The Merce Cunningham Trust offers an ongoing, audition-only program of free repertory workshops, where dancers learn a large part of or an entire Cunningham work and give an informal showing at the end. (Upcoming sessions feature classics like Ocean and Crises.) The intensives represent one of the few opportunities to study his work outside a company setting, attracting freelance professionals as well as college students.
Patricia Lent, the Trust’s director of licensing, observes that some dancers are surprised by the experience. “Often when I’ve worked with people who haven’t studied this technique, they’ll say, ‘This is not what I thought his work was like!’ ” she says. “I think being inside of his work, seeing it from the viewpoint of the dancer, is much different from what an observer might imagine.”
Meeting Master and Muse
Some repertory workshops offer the thrilling opportunity to work directly with a choreographer or company director. Israeli-born English dancemaker Hofesh Shechter often spends the first day of his repertory intensives working with students to give them personal insight into his creative process.
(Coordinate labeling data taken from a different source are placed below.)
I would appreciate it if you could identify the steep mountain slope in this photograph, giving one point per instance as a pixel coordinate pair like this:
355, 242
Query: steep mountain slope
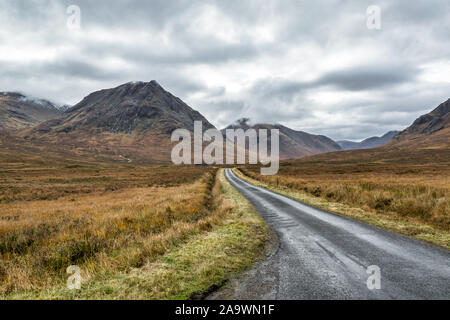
368, 143
293, 144
18, 111
431, 130
133, 121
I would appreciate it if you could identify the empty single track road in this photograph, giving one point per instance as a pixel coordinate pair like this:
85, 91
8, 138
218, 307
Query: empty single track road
326, 256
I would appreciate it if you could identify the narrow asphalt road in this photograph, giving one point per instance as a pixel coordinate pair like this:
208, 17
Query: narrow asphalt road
325, 256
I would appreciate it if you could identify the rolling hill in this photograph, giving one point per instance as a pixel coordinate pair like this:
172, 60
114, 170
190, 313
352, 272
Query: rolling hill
431, 130
18, 111
293, 144
368, 143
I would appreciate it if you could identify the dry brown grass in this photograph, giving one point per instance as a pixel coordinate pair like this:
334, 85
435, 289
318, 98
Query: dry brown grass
120, 220
413, 187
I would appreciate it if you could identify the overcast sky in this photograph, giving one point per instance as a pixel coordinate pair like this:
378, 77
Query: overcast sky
310, 65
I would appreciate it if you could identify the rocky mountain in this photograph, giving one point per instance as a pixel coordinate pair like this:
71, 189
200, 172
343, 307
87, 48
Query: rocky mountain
293, 144
132, 121
368, 143
431, 130
18, 111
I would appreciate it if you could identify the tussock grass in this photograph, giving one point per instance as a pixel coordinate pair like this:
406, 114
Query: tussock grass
411, 200
154, 242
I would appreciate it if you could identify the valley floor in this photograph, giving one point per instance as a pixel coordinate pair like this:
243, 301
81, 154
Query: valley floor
135, 233
407, 196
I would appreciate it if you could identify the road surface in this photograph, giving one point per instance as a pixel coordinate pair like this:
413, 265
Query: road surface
325, 256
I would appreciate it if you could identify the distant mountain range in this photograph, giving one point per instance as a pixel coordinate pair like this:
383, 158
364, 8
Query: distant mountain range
293, 144
428, 131
135, 121
368, 143
18, 111
132, 121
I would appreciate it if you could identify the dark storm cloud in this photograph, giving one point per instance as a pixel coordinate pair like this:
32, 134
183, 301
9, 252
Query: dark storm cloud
367, 78
312, 65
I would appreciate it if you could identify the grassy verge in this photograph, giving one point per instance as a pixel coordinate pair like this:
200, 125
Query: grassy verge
397, 223
227, 241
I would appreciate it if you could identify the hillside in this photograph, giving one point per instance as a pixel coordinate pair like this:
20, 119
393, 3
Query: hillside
368, 143
17, 111
133, 121
293, 144
431, 130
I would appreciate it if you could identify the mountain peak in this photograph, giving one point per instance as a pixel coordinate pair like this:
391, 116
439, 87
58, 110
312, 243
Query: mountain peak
134, 107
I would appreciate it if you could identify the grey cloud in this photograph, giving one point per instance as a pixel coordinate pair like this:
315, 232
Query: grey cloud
385, 91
“The first day, Hofesh teaches a juicy, meaty bit of rep, so straightaway, they are immersed in the movement language, and it comes to them from the source,” says Hofesh Shechter Company staff member Lucy Moelwyn-Hughes. That language, she says, stems from an emotional starting point and is less concerned with line and shape.
Afterwards, long-standing company members—often the ones who originated the roles being studied—take over and offer insights based on their experiences. “Each dancer has a different story or way of looking at the work based on their part in its creation, so it’s like getting triple the information,” adds Moelwyn-Hughes.
See and Be Seen
A repertory workshop can also be an immersion in a company’s working methods—and a chance to be seen by the artistic staff. At Cedar Lake Contemporary Ballet, artistic director Alexandra Damiani uses half-day repertory workshops as a crash course in the company’s style.
“I like to give insight into how we work at Cedar Lake,” she says, “to make them more curious about us. Depending on the rep I choose to teach, we might work on different challenges—floor work, speed, musicality, partnering.” For instance, floor work can be a new challenge for ballet-trained dancers. “I won’t pretend in two hours that they will really get an in-depth understanding of what the work is about. However, I can use a section of it to give them tools they can then apply to the broader experience.”
Damiani notes that she keeps her eyes open for potential company members. “If one person responds well to our style and teaching, I’ll invite them to come take more classes,” she says. “You get to meet dancers in more of a working environment, and they’re able to show who they are. And that’s what you want—to see who they are as an artist.”